Sister Jan said, “I don’t know.”
“Of course you know. You know. You saw her.”
“I don’t know. It was a shadow.”
“Esmeralda on the lake.”
“I don’t know what I saw.”
“You know. Of course you know. You saw her.”
They waited for two more trains. Landing lights appeared in the sky and the planes kept dropping toward the runway across the water, another flight every half minute, the backwashed roars overlapping so everything was seamless noise and the air had a stink of smoky fuel. They waited for one more train.
How do things end, finally, things such as this — peter out to some forgotten core of weary faithful huddled in the rain?
The next night a thousand people filled the area. They parked their cars on the boulevard and tried to butt and pry their way onto the traffic island but most of them had to stand in the slow lane of the expressway, skittish and watchful. A woman was struck by a motorcycle, sent swirling into the asphalt. A boy was dragged a hundred yards, it is always a hundred yards, by a car that kept on going. Vendors moved along the lines of stalled traffic, selling flowers, soft drinks and live kittens. They sold laminated images of Esmeralda printed on prayer cards. They sold pinwheels that never stopped spinning.
The night after that the mother showed up, Esmeralda’s lost mother, and she collapsed with flung arms when the girl’s face appeared on the billboard. They took her away in an ambulance that was followed by a number of TV trucks. Two men fought with tire irons, blocking traffic on a ramp. Helicopter cameras filmed the scene and the police trailed orange caution tape through the area — the very orange of the living juice.
The next night the sign was blank. What a hole it made in space.

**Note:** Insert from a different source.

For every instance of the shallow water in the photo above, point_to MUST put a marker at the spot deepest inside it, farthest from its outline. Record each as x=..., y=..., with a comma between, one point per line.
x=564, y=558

People came and did not know what to say or think, where to look or what to believe. The sign was a white sheet with two microscopic words, space available, followed by a phone number in tasteful type.
When the first train came, at dusk, the lights showed nothing.
And what do you remember, finally, when everyone has gone home and the streets are empty of devotion and hope, swept by river wind? Is the memory thin and bitter and does it shame you with its fundamental untruth — all nuance and wishful silhouette? Or does the power of transcendence linger, the sense of an event that violates natural forces, something holy that throbs on the hot horizon, the vision you crave because you need a sign to stand against your doubt?
Edgar held the image in her heart, the grained face on the lighted board, her virgin twin who was also her daughter. She recalled the smell of jet fuel. This became the incense of her experience, the burnt cedar and gum, a retaining medium that kept the moment whole, all the moments, the stunned raptures and swells of fellow feeling.
She felt the pain in her joints, the old body raw with routine pain, pain at the points of articulation, prods of sharp sensation in the links between bones.
She rose and prayed.
Pour forth we beseech Thee, O Lord, Thy grace into our hearts.
Ten years if recited at dawn, noon and eventide, or as soon thereafter as possible.